Other winemakers keep a lower profile. Michel Gahier might be one of the Jura’s biggest names, but he hasn’t rushed to capitalize on the sudden attention and curious travelers showing up on his doorstep. Yet if you ask nicely, you might just find yourself tasting 10 wines before noon then being sent to help out with the harvest.
Similarly, many visitors don’t discover the Jura’s younger pioneers like Loreline Laborde, one of a small but growing number of female producers making inroads on a traditionally male-dominated industry. Her biodynamic wines, grown on a working farm of less than 10 acres, are among the Jura’s most special.
You’re likely to arrive in Dole, around two hours from Paris by high-speed train. But this isn’t where you want to stay. The heart of the Jura is the pretty little town of Arbois, surrounded by countryside straight out of a French textbook.
If you’re not sure about door-stepping smaller winemakers (many of whom don’t have websites), you can start in the town’s bijou tasting rooms where people are generous with their pours and their time; these include the caves of Bénédicte et Stéphane Tissot, Domaine de la Pinte, and Domaine de la Tournelle, which extend their boutique to a sweet riverside bistro in summer. A superb place to eat is the Bistrot des Claquets, an unpretentious lunchtime-only spot much loved by visitors and vignerons alike.

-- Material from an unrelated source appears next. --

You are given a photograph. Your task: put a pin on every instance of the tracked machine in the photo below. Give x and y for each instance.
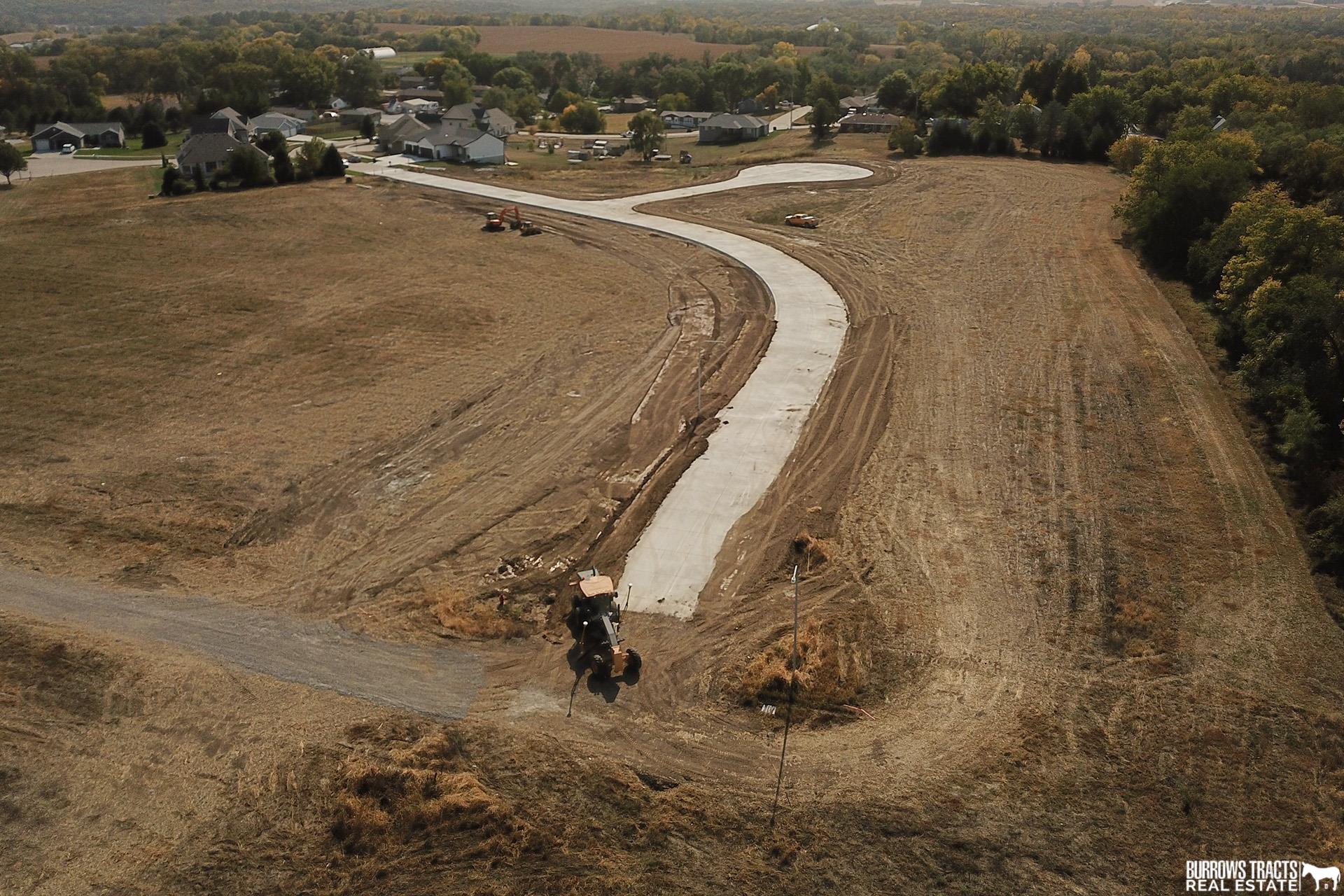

Heading out from Arbois, you’ll see the countryside is lush and hilly. You can choose between continued gourmet adventures or more active pursuits. Don’t miss a tasting tour of Fort des Rousses’s pungent cellars, where more than 100,000 wheels of comté are slowly maturing, and the picturesque village of Château-Chalon, the center of vin jaune production.
As you climb in altitude, you’ll also come across turquoise-blue alpine lakes such as Lac de Chalain and Lac de Clairvaux, where you can swim and canoe, the latter close to the impressive Hérisson waterfalls. Further afield, it’s just a few hours’ drive north to the great cellars of Burgundy or across the border to genteel Geneva.
As for when to visit, you’ll find the Jura most pleasant to explore in late summer and early fall before the harvest, when winemakers aren’t yet in the throes of picking. The most earnest devotees arrive in February for the Percée du Vin Jaune, the “piercing of the yellow wine,” a 50,000-person-strong festival marking the opening of the year’s vin jaune vintage.
This is probably best left to the most ardent of Jura wine fans—but you never know: After a first trip you might just find yourself one of them.